Namun, pandangan ini ditolak oleh anggota DPRD Muhammad Nur, yang menilai acuan regulasi tersebut tidak tepat. Menurutnya, sewa lahan itu termasuk dalam kategori kerja sama strategis daerah, sehingga seharusnya tunduk pada PP Nomor 28 Tahun 2018 dan Permendagri Nomor 22 Tahun 2020.
“Pasal 26 ayat 1 PP 28/2018 jelas menyebutkan, kerja sama daerah yang berdampak luas dan jangka panjang wajib mendapat persetujuan DPRD. Jadi ini bukan sekadar urusan aset, tapi kerja sama strategis yang melibatkan kepentingan publik,” tegas Muhammad Nur.

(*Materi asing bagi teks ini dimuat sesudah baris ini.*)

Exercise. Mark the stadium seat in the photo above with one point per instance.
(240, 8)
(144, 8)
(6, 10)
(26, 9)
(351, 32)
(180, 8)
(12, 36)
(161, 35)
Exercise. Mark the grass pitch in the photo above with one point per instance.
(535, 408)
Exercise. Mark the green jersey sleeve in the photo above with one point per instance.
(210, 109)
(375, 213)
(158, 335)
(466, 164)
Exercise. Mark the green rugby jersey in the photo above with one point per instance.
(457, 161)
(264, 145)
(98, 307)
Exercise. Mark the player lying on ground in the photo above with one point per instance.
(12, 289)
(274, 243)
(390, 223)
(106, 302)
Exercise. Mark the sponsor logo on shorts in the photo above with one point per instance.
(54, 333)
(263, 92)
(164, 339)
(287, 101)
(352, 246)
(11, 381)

Ia menilai, dengan tidak melibatkan DPRD, Pemkab kehilangan posisi tawar dalam menentukan nilai sewa dan berpotensi merugikan keuangan daerah.
Nilai Sewa Dipertanyakan
Kritik juga datang dari anggota DPRD HM Siddiq BM, yang menyoroti nilai sewa lahan kepada PT IHIP yang hanya Rp890 juta per tahun. Menurutnya, angka tersebut tidak mencerminkan potensi ekonomi lahan yang strategis.
“Kalau appraisal menentukan batas minimal Rp226 per meter persegi per tahun, kenapa Pemda justru mengambil nilai paling rendah? Harusnya pilih yang maksimal agar PAD kita lebih besar,” kata Siddiq.
Siddiq menambahkan, keputusan sewa yang tidak melalui mekanisme pertimbangan DPRD berpotensi menjadi temuan hukum.
Klaim Pemkab
Menanggapi tudingan tersebut, Kepala BPKAD Luwu Timur, Ramadhan Pirade, menjelaskan bahwa proses penyewaan telah melalui mekanisme administrasi resmi. Ia menyebut, setelah PT Vale menyerahkan lahan kepada Pemda, dilakukan proses balik nama hingga sertifikasi atas nama pemerintah daerah.
“Setelah tercatat sebagai aset daerah pada 2024, barulah muncul permohonan sewa dari PT IHIP. Penentuan nilai sewanya berdasarkan appraisal resmi, bukan keputusan sepihak,” terang Ramadhan.
Namun, penjelasan itu belum meredam kritik DPRD yang menilai langkah Pemkab tetap tidak memenuhi aspek partisipasi dan transparansi kelembagaan.
Desakan Audit Menyeluruh
Rapat yang berlangsung dalam tensi tinggi itu akhirnya ditutup dengan desakan DPRD agar dilakukan audit dan investigasi menyeluruh terhadap seluruh proses sewa lahan. Audit tersebut diharapkan mencakup aspek legalitas kerja sama, kelayakan nilai sewa, hingga perlindungan hak-hak masyarakat yang telah menggarap lahan tersebut sejak lama.
“Ini soal tata kelola pemerintahan yang bersih dan taat hukum. Jangan sampai investasi dijadikan alasan untuk menabrak prosedur. Pemkab harus terbuka, dan kalau perlu diaudit secara menyeluruh,” tegas Siddiq.
Kasus sewa lahan kompensasi DAM Karebbe ini menyoroti pentingnya koordinasi antara eksekutif dan legislatif dalam pengelolaan aset daerah.
Keterlibatan DPRD diharapkan dapat memastikan setiap kebijakan strategis memiliki legitimasi publik dan tidak merugikan masyarakat.